The law lets prescribers opt to have their personal information and prescribing history kept out of the hands of “detailers,” or pharmaceutical representatives who analyze the data and develop marketing agendas based on a prescriber’s history and likeliness to switch brands or order more of a certain brand.
Prescribers can also allow detailers to market to them, a practice that some doctors — but not the majority — find informative and helpful, according to the ruling.
The analysts earn multibillion-dollar profits by gathering information from a centralized pharmaceutical database and using it to compile reports with prescriber data. They then sell the reports to drug companies.
The analysts won a preliminary injunction barring enforcement of the 2008 law, but the 1st Circuit’s ruling reverses that order. The federal appeals court ruled that prescribers have a right not to be bothered with uninvited sales pitches and other marketing tactics.
The analysts had argued that enforcing the law would violate their free speech rights, but the panel noted that the law blocks more conduct than speech, and that even if “detailing” falls into the speech category, it would be considered commercial speech, which a state has broad power to regulate.
“Maine has a substantial interest in protecting its prescribers from unwanted solicitations by detailers in Maine based on their prescribing histories,” Chief Judge Sandra Lynch wrote, citing the Supreme Court’s acknowledgement of the “right to be let alone.”

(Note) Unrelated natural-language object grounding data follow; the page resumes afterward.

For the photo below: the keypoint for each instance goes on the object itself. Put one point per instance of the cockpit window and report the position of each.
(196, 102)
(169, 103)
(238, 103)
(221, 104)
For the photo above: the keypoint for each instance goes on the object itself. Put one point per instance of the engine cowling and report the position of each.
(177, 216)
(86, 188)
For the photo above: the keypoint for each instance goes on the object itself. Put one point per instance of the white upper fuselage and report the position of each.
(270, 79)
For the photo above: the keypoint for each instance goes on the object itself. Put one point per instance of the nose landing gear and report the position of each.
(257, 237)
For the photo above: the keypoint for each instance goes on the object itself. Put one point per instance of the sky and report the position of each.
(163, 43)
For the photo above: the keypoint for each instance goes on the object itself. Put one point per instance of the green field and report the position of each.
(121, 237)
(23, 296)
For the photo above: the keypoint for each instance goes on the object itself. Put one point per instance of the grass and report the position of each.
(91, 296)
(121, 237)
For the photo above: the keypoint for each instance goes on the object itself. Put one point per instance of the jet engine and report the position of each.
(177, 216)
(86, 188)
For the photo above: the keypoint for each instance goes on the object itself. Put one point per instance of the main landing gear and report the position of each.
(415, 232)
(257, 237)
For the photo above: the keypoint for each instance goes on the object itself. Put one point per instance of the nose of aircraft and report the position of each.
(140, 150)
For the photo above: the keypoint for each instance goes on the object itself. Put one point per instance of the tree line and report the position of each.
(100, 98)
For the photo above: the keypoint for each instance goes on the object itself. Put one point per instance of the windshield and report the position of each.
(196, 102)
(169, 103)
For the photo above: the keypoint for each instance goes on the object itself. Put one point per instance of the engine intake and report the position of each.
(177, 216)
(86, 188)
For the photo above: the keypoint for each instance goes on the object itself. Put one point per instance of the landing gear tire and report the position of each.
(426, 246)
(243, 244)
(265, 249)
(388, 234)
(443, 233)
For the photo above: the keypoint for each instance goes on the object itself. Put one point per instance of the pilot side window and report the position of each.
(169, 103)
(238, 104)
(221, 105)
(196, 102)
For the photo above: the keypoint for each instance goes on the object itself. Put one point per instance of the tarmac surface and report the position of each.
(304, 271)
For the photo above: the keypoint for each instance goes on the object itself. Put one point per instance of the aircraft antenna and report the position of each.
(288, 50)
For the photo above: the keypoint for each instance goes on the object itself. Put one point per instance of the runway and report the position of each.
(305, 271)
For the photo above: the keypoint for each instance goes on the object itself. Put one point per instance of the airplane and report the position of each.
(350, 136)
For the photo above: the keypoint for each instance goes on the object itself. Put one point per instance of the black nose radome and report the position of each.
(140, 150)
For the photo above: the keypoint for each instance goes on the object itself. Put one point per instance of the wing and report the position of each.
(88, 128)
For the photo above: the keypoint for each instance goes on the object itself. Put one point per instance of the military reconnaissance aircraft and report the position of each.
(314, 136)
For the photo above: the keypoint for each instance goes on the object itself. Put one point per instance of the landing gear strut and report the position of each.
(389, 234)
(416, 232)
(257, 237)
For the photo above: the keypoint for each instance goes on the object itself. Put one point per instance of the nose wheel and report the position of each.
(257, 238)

Lynch also rejected the analysts’ claim that the law violates the dormant Commerce Clause, saying they “have not shown any disproportionate burden on interstate commerce.
“This is simply not an example of a state engaged in economic protectionism,” Lynch wrote.
She added that states have a right to implement policies aimed at reducing health care costs.
According to the state Legislature, “Restricting the use of prescriber identifying information will act to decrease drug detailing that targets the prescriber, thus increasing decisions to prescribe lower-priced drugs and decisions made on the basis of medical and scientific knowledge and driving down the cost of health care.”